The Syrian regime targeted political prisoners – not militants
There is no shortage of armed militants in Syria. But the testimonies given to Amnesty by former officials working at Sednaya Prison suggest that the majority of detainees were instead those “somehow understood to be linked to the revolution.”
“The people in the [main] building are doctors, engineers, protesters – their best description is ‘revolutionaries’,” a former prison official testified to Amnesty.
Since the outbreak of protests in 2011, the intelligence agencies who effectively make the regime-controlled areas of Syria a police state have arrested tens of thousands of people who are perceived to oppose Bashar al Assad. A series of new laws passed by Assad in 2012 as part of a promise to reform, granted the authorities broad powers to do so.
“As was the case before the crisis, the people at greatest risk of arrest and detention have been those who are perceived to oppose the government, including peaceful opponents of the government such as demonstrators, human rights defenders and political dissidents,” the report said.
Of the irregular “field courts” used to rubber-stamp sentences of capital punishment, a former judge working in one of them told Amnesty, “This is the court where they send the people who they see as posing a real risk to the regime. The people there are charged with crimes against the state.”
The abuses go back decades
The Syrian government’s use of torture and enforced disappearance as a means to crush dissent dates back decades. Amnesty cited research it had conducted back in 1987, when Hafez Assad – father of current regime leader Bashar al Assad – was in power, which documented some of the same torture techniques which are reported to still be in use today.
Hafez Assad’s regime is thought to be responsible for the disappearance of about 15,000 political prisoners from 1980 until his death in 2000, usually referred to as spies, Communists and members of the outlawed Muslim Brotherhood.
But if the numbers Amnesty has reported are correct – calling its estimate of 17,723 disappeared since 2011 “conservative” – then Bashar Assad will have far surpassed his predecessor in suppressing his domestic opponents.

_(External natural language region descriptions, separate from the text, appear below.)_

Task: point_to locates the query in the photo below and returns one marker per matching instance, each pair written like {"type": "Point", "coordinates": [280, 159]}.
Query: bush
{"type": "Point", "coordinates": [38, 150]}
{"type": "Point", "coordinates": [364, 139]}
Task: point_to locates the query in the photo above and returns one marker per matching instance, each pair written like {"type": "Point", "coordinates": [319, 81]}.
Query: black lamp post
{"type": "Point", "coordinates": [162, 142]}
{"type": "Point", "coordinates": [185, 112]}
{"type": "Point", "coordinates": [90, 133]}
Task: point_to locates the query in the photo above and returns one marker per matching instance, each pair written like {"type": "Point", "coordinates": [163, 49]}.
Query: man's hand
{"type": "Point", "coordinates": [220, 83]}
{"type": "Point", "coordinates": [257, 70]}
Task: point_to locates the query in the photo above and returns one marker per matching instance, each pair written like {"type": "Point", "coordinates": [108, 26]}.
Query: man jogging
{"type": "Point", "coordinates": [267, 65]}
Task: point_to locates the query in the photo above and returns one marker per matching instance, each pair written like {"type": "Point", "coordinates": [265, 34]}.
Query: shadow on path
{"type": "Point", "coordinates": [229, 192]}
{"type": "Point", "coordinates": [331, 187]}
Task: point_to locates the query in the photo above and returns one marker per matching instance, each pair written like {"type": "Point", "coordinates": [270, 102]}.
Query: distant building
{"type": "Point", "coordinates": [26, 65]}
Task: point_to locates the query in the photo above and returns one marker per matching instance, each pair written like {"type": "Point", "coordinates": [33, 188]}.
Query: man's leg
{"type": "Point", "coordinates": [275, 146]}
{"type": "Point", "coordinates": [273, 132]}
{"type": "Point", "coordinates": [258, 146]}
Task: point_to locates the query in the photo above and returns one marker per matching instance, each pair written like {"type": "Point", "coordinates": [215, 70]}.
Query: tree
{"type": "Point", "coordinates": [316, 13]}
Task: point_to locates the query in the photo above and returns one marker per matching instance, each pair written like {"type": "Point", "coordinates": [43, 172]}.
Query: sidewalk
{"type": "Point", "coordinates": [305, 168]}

Prisoners were tortured into making false confessions
Yahya – not his real name – told Amnesty researchers that he was only 16-years-old when he was brought before a judge in the military field court. Officials told Yahya that the man in the photo was an accomplice to the crime with which he had been charged.
“I said I didn’t know who it was, and that I confessed under torture.

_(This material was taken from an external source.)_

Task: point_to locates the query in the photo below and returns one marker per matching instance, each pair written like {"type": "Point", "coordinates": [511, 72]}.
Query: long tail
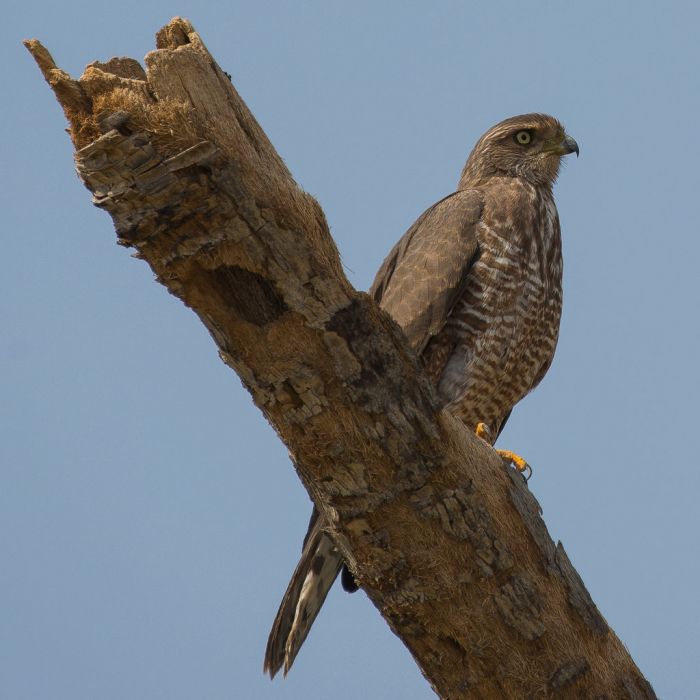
{"type": "Point", "coordinates": [312, 579]}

Then the judge told me, ‘You carried the weapon.’
I told him ‘no, I could not – I was under age. I was 14 or 15 years old at that time. ‘
He told me, ‘Come and put your fingerprint.’ I didn’t know what the papers that I stamped said.”
“For everybody – without exception – the confession was given under torture,” a former Sednaya Prison official told Amnesty researchers. “Of course, they torture people so that they confess to a higher charge,” the former official said.
The Syrian government has yet to respond
Amnesty says they have been trying to access prisons to observe the conditions since 2011 – but Syrian authorities have never responded for comment.